Sabía adecuarse, sin falsa modestia y con absoluta precisión y maestría, al nivel intelectual de su interlocutor. Manejaba todos los registros del habla, desde la alusión recóndita hasta la obscenidad desfachatada, con la solvencia del artista de variedades que hace bailar en el aire las clavas, pelotas o naranjas en las calles de la Ciudad. Siendo como era, un lector anglófilo, pocos como él dominaban el registro de la lengua nacional. Su maestro, claro, había sido Borges, filtrado por el sarcasmo de Enrique Pezzoni, pero a diferencia de Borges, que urdía sus ficciones con la modalidad acumulativa y sucesiva del mejor de los bibliotecarios, Luis se entregaba como un barco ebrio a los vértigos de un lenguaje desbordado. El barroquismo era su signo, su punto de partida y llegada al mismo tiempo, ya se ocupara de las ficciones de la educación primaria o de las vidas reales o imaginarias de artistas notables o surgidos de su invención. Como escritor, Chitarroni no experimentó progreso alguno. Fue un escritor maduro y completo desde su primer renglón.

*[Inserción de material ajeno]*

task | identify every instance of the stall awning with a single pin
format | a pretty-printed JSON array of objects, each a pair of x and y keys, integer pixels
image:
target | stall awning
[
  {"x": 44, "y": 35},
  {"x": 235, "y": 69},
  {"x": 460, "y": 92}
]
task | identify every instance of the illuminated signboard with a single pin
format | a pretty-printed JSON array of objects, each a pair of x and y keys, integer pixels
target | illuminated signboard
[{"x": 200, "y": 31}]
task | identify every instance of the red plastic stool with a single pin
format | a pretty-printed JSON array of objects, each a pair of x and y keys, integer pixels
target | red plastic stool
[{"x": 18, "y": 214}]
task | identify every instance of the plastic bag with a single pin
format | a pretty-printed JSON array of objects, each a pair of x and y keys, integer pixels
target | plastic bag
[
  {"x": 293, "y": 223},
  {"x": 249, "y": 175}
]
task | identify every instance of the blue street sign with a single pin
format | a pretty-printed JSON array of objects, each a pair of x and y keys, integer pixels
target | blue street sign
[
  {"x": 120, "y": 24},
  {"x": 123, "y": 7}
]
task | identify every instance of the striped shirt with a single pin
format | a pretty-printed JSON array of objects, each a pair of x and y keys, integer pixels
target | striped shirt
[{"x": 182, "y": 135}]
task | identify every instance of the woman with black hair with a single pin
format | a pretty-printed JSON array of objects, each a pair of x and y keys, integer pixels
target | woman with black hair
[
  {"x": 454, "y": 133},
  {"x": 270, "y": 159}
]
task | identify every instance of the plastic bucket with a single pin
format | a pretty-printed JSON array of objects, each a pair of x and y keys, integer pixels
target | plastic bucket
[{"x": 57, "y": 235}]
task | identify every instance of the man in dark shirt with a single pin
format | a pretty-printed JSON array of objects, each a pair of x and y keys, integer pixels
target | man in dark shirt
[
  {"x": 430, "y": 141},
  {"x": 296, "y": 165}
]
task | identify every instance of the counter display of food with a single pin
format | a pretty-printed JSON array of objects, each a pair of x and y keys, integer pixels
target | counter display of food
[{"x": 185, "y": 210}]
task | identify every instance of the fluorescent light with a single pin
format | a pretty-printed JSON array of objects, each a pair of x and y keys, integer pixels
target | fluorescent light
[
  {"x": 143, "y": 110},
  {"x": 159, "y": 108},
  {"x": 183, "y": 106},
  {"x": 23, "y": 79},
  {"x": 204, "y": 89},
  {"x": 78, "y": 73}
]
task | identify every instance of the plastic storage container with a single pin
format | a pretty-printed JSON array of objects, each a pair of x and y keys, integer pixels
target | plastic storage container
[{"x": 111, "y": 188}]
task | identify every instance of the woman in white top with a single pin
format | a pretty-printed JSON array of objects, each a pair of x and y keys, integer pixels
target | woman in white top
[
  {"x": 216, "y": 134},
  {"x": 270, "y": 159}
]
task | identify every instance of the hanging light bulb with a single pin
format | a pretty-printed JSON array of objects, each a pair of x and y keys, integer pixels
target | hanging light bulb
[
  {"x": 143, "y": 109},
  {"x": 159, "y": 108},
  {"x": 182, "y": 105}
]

En la vida concebida como trama de relaciones, la muerte de Luis. La muerte de Luis. La muerte de Luis es para nosotros, los que lo quisimos y admiramos, lo que no se puede decir o no termina de ser dicho. Nadie puede saber, aunque cualquiera podría imaginarlo, lo que significa, por años y años, ver el secreto hundimiento de este genio secreto. Chitarroni, con la terrible paciencia que lo caracterizaba, entregó los estragos de su cuerpo a la crueldad de los dioses innominados.
Ya no habrá para mí y para todos, todos los nosotros, la posibilidad de hablar con el más querible de entre aquellos que lo saben todo.